I cut him off by yanking his head back down to mine and he leans into me again. I slide my hands down his chest and up under the hem of his shirt onto his stomach. He shivers, and I finally remember that it’s forty degrees, at the most. I pull my sleeves down over my hands and rub the fabric over his stomach. He lowers his hands to my waist, then my hips. I press forward against him, and he grins against my mouth, and that’s when I realize that if he offered, I would have sex with him. Right here, in forty degree weather, up against the building where I work, fifteen feet away from a door that can open at any second. Oh God. I pull back sharply.

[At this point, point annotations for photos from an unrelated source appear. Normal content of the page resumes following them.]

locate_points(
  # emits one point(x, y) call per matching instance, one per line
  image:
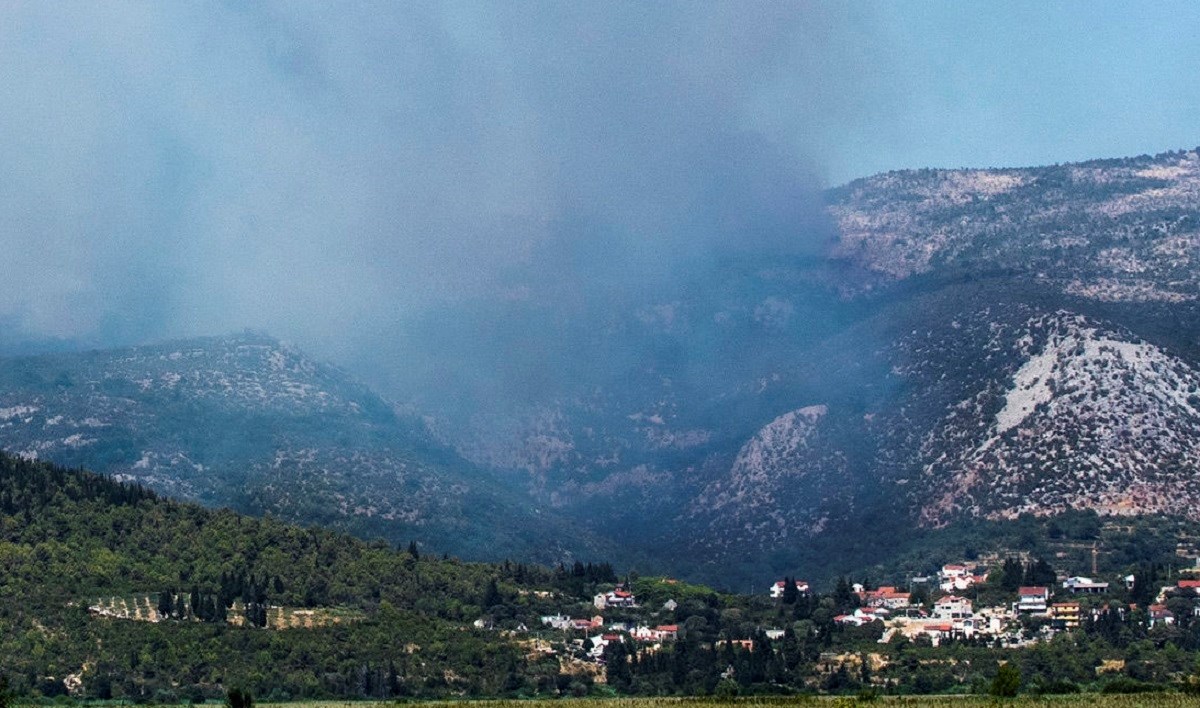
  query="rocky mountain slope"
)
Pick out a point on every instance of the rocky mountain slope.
point(975, 345)
point(971, 346)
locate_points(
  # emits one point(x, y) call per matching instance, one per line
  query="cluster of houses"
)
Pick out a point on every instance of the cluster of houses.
point(953, 616)
point(615, 631)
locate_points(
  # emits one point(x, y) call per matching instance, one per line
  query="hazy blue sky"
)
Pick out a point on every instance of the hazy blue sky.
point(319, 169)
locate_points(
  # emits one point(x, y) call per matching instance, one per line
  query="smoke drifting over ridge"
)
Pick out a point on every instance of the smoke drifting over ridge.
point(312, 169)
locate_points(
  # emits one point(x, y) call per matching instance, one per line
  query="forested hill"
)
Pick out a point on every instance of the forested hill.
point(107, 589)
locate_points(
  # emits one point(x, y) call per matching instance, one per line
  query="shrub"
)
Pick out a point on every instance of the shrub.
point(1007, 682)
point(239, 699)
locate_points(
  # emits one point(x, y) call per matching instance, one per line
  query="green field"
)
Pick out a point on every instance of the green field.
point(1092, 700)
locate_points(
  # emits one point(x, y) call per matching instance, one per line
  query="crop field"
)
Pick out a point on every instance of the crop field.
point(1090, 700)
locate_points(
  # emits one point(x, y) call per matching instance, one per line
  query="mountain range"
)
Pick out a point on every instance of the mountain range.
point(959, 346)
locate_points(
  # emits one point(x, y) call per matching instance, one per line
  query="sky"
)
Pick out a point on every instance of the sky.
point(323, 171)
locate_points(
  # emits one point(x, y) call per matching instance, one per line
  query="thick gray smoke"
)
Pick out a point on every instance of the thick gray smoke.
point(324, 169)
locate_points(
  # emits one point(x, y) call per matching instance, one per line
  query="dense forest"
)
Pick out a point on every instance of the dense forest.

“Fuck. What’s the reason now?” he whispers. I shake my head.
“I, I can’t. I um… I—”
He shakes his head and releases me.
“No, you don’t have to explain. Really. I get it,” he says. He squeezes his eyes shut for a few seconds, then pushes off and turns back toward the door.
“Hey,” I say. My fingers drop down, wrapping around Garen’s wrist and tugging it gently. My mouth is on his almost before he’s done turning, and he leans into it on instinct, one hand coming to rest on my chest and the other cradling the back of my head. The kiss lasts a few seconds before he pulls back.
“What was that for?” he asks. His eyes are closed and I slip a hand around to settle in the small of his back.
“For me,” I say. He bites down on his lower lip, and I’m not sure if that’s good or bad. A second later, though, his eyes are open and he smiles slightly.
“Good,” he says. He keeps his eyes locked on mine as we kiss again, which straddles the line between creeping me out and turning me on. It’s intimidating, and sort of intense. His eyes are, for lack of a better word, beautiful. Dark, dark green, like the color of moss, and his lashes are so long I can almost feel them brush my face when he blinks. My hands are slowly sliding down from his back into dangerous territory, and I root them in place. If he’s not going to keep a clear head, I am. Which is really, really hard to do when he’s doing this. I slip a hand into his and squeeze. He squeezes back and slowly, almost reluctantly, he tilts his head back a little. Suddenly, a crash of cymbals sounds from inside the coffee shop, and Garen’s eyes widen.
“Fuck. The band,” he says. He moves to head back inside, and I pull him backwards so his back is against my chest and my head is on his shoulder.
“Exactly. Fuck the band,” I say, and I lick a strip up the side of his neck.
“Fuck,” he groans, twisting out of my arms. “I can’t. I’ve been out here long enough, and Chris only knows so many lyric-less songs, you know?”
“Yeah. Got it,” I say with a nod. He hooks a finger in my belt loop and drags me forward.
“Later, okay?” he says. I nod, and he gives me one last chaste kiss before ducking back into the building. I decide to wait outside for a few more minutes, so as not to arouse any more suspicion than we already have. Also, to give myself time to wrap my head around the fact that I think I just made a make-out date with Garen.